As to the warts, you don't need to know virus type; most likely, such a test isn't even available in this circumstance. The vast majority of external genital warts are due to HPV type 6 or 11. And even if you had a different type, it would mean nothing and would not change your treatment, your future sex life, or anything else. As to treatment, if the biopsy indeed removed all visually obvious wart tissue, there probably is no need for treatment with Aldara or anything else. However, follow your provider's advice. There are no data on applying Aldara as broadly as you suggest. I definitely recommend against it; you'll get pretty sore, with no benefit.
The HPV vaccine isn't officially recommended for women over age 26. It certainly would work; it's just that the manufacturer has not yet reported data to the FDA on older women, therefore it cannot be officially recommended. And for that reason, her insurance won't cover it. But if she wants to pay (probably around $500 for vaccine plus the office visits), it's fine for her to be immunized.
I hope this helps. Best wishes-- HHH, MD
Thanks for your reply. I have read the other threads about HPV as well as information from the CDC and ASHA. I am familiar with the estimated clearance time of 6-12 months post last visible wart, eradication vs low detectable amounts of DNA for possible transmission, and of course no guarantees. However, I am confused about the norm for HPV causing warts. Does it now become a visibility/guessing game from here on out as to whether or not I have a wart and whether or not I am still contagious? It seems like the only way for people to know is to continue to examine themselves for the next couple of years, and that seems like a difficult task, even for a genitally focused person like myself. What do you tell your patients? I am sure my provider will only tell me to return if symptoms recur or persist.
Happily, I am aware that HPV is mostly harmless and I can accept that, however, I am only concerned about infecting my potential future spouse. I was under the impression that HPV can be typed. In a way it does matter to me, that I know she can be vaccinated and immune to something I have. There is no dollar amount I wouldn't pay for that kind of assurance.
My final comment: It is unfortunate that there aren't enough data for something as common as HPV. We know where HSV, HIV, and HCV can reside in the body and replicate but we are still unsure about HPV.
In case you are counting, this is my second (and final) post for the next few months.
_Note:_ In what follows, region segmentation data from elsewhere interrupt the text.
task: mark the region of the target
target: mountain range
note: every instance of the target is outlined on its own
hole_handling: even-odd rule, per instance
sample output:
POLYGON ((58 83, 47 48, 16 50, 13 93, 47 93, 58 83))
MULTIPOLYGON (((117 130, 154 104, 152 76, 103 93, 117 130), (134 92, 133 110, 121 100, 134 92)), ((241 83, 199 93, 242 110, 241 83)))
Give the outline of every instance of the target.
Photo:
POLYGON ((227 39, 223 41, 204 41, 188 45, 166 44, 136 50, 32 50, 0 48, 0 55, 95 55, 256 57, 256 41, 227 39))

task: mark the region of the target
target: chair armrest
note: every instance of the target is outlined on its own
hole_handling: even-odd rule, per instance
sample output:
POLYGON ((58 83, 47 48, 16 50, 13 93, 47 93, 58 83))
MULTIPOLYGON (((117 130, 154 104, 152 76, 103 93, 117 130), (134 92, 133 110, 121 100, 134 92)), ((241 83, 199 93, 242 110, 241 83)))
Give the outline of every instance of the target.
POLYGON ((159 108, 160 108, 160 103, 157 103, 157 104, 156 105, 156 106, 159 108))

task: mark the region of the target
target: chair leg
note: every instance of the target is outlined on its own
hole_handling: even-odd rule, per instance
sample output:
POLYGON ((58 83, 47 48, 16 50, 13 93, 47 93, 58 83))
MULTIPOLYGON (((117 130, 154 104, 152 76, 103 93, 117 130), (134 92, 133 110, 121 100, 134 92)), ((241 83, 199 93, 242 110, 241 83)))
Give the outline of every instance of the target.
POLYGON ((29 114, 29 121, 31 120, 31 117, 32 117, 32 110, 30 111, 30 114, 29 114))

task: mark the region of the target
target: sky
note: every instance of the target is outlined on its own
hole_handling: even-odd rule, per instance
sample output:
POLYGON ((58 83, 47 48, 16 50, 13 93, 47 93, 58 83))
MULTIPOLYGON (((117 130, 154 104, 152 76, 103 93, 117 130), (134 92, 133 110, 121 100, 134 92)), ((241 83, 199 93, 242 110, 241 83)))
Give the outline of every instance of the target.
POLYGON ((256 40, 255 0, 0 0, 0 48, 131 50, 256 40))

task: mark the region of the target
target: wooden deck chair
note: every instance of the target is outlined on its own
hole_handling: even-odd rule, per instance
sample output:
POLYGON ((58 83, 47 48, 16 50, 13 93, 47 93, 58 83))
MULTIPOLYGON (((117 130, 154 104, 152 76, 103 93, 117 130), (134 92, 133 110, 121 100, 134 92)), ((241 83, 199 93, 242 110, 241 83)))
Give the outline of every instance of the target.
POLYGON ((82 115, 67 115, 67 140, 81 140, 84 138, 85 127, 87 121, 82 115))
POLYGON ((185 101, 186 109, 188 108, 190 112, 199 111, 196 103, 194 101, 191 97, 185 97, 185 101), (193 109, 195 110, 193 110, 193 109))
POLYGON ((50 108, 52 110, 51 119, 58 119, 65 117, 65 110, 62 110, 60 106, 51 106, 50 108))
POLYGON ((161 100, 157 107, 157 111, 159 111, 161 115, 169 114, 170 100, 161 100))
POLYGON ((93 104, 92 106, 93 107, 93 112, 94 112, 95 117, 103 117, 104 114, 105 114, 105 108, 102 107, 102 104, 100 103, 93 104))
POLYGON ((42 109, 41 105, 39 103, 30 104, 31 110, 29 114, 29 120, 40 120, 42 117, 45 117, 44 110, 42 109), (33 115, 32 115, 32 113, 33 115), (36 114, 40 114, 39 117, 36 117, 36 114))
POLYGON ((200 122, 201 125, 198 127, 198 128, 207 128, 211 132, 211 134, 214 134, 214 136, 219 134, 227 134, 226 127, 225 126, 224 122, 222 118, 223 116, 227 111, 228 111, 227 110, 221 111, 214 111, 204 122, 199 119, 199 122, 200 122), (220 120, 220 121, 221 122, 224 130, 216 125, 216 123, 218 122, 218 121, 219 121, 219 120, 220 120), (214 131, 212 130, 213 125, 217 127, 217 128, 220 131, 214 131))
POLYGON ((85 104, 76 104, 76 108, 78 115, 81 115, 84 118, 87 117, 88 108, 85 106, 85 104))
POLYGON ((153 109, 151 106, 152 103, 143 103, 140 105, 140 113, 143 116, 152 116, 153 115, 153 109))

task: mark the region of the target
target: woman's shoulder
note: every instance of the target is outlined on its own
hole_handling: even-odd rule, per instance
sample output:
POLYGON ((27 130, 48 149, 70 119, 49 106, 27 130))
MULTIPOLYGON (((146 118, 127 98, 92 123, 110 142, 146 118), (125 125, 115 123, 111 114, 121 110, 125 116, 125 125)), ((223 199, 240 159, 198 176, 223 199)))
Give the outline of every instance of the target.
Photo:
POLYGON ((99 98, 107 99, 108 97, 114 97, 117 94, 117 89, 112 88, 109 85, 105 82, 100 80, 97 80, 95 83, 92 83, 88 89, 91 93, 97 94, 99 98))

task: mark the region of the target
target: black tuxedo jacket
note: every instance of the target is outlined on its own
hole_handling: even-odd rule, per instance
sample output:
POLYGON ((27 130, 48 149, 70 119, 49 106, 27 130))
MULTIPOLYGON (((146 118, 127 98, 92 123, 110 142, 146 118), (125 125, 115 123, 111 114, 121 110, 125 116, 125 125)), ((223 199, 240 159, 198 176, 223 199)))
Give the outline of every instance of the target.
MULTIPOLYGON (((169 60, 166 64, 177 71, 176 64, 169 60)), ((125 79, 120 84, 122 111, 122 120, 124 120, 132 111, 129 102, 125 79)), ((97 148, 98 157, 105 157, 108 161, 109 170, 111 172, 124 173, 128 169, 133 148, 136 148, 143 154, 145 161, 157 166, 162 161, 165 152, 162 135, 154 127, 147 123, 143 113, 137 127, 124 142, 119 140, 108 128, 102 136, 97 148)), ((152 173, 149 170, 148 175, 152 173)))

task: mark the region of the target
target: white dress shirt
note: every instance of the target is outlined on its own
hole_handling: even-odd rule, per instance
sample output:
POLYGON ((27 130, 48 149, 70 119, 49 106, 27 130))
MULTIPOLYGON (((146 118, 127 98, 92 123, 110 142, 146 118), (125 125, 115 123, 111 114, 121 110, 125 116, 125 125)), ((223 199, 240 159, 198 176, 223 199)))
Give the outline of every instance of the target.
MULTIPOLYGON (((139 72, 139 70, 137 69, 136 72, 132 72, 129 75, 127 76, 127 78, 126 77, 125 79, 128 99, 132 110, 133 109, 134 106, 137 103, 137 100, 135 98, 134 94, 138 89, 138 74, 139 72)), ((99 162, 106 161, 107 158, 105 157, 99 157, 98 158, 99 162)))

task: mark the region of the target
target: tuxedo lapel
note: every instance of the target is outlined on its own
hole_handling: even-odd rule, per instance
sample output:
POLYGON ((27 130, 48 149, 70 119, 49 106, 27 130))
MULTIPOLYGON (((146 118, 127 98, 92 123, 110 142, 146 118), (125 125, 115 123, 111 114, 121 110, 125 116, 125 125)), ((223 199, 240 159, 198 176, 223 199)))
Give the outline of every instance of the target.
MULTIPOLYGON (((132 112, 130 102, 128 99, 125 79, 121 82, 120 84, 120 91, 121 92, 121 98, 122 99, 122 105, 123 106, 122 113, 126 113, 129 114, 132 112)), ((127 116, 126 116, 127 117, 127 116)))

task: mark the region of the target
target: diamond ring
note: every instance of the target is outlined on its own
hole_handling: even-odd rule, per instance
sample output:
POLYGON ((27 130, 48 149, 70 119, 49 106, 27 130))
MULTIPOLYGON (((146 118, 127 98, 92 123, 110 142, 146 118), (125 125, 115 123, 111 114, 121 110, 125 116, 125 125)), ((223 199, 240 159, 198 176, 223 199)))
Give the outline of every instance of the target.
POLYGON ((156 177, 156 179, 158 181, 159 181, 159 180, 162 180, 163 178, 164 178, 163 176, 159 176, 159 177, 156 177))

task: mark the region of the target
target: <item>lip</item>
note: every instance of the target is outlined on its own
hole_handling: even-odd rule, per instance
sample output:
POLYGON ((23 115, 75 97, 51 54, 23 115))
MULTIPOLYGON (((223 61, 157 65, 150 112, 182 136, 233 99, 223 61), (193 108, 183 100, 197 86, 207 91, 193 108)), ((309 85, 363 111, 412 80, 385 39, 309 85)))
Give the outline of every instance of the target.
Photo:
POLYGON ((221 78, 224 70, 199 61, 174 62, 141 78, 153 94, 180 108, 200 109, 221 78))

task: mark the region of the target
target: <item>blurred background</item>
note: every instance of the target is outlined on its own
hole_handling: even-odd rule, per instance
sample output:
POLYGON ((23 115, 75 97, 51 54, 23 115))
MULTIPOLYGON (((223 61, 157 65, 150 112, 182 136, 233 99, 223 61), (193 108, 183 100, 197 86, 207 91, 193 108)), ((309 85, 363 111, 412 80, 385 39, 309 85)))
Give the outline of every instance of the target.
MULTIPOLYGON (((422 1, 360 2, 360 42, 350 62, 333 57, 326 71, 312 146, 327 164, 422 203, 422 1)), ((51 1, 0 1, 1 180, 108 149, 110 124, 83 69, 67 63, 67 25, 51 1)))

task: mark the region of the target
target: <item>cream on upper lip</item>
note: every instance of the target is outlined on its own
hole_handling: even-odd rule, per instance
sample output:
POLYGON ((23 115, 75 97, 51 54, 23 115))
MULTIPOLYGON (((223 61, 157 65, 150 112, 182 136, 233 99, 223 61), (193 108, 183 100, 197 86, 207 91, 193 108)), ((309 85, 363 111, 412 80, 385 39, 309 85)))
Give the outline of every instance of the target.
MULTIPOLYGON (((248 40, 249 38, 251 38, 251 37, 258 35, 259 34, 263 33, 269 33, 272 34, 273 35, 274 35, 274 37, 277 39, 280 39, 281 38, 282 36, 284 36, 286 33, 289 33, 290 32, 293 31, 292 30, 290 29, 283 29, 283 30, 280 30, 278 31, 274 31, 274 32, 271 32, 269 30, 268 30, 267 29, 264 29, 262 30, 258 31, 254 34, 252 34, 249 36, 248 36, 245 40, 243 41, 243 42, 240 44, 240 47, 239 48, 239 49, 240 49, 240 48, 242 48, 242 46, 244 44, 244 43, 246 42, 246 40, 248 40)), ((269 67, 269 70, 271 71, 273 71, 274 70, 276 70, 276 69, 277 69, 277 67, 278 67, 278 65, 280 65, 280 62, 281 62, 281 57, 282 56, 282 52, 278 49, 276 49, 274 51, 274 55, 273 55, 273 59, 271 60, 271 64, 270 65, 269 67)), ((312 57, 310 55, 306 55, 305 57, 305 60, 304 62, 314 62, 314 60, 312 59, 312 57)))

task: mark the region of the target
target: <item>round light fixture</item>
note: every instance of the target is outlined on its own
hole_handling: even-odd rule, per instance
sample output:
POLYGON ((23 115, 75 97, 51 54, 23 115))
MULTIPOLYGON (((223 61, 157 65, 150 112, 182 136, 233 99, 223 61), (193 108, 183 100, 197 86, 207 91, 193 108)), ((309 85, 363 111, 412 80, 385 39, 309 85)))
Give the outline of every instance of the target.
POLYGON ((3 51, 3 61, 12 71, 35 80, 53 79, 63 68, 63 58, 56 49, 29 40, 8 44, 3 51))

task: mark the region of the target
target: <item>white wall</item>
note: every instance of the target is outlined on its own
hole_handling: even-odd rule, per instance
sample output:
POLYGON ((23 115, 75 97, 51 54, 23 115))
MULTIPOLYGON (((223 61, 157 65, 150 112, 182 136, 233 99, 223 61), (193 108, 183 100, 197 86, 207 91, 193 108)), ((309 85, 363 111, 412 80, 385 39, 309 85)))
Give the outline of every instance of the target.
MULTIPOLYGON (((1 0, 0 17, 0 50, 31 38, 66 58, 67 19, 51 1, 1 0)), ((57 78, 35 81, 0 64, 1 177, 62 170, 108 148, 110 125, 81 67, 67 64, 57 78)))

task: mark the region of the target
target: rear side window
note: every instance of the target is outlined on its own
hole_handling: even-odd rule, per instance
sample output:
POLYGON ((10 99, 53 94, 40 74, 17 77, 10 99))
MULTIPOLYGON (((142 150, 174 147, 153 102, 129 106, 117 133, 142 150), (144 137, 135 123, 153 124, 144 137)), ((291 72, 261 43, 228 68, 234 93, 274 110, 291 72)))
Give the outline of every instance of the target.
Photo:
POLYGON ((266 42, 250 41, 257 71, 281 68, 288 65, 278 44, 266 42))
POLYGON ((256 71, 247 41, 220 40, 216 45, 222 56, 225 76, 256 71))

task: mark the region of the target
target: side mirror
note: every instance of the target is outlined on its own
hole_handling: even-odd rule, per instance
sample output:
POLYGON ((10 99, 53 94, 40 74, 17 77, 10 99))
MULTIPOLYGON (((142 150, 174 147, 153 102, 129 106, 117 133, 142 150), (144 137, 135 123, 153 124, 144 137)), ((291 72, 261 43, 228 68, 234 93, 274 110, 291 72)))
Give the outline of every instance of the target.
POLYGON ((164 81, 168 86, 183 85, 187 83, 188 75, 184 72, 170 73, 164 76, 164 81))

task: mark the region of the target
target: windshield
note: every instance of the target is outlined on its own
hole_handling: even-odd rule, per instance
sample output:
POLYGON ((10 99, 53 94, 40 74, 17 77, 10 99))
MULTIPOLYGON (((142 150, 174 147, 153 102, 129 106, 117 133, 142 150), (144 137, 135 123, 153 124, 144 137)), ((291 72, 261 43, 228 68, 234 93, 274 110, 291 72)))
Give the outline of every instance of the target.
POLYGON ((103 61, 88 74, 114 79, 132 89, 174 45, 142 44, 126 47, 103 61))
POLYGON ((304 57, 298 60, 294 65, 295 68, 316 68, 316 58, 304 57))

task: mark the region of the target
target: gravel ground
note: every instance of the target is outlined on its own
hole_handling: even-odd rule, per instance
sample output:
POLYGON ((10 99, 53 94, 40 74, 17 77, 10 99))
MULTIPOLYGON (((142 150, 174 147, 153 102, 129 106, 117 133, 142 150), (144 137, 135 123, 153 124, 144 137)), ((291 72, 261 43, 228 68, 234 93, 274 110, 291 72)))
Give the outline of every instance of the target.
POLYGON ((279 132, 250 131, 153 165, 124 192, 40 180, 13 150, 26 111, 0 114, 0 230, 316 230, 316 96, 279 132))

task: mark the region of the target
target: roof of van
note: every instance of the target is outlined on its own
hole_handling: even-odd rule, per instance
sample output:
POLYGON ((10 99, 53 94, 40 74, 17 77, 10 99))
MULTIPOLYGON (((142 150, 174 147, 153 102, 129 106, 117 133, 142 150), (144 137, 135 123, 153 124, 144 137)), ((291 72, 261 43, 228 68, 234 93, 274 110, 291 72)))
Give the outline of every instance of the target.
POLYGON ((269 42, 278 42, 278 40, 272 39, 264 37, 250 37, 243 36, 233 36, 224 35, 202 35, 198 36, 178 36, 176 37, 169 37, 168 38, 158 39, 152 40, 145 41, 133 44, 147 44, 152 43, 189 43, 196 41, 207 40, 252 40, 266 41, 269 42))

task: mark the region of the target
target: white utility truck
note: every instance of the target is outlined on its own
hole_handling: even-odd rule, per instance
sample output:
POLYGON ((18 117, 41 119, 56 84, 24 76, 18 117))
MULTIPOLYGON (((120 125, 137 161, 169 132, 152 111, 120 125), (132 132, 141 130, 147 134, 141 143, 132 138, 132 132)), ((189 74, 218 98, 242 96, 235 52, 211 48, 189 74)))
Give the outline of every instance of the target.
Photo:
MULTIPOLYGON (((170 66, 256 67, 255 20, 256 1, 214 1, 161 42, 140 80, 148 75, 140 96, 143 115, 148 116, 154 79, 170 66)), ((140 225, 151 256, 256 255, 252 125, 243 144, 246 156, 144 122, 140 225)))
I know there are others in need of advice. Thanks again for your help.
I tell my patients exactly what I told you, and have said many times on this forum: For people who have had genital warts or a postive HPV test on pap smear, most likely they are not infectious once visible warts have been gone for 6 months, or 6 months after a negative pap suggestive of HPV. I also warn them that these are only very rough guidelines--not the result of data, but my own best guess.
In response to your first question, yes, it's largely a clinical judgement and guessing game. Happily, as you say, "HPV is mostly harmless". A future spouse is likely to have been infected with HPV already anyway .
Sorry, but the science doesn't allow any more precision than this. It's just the way it is.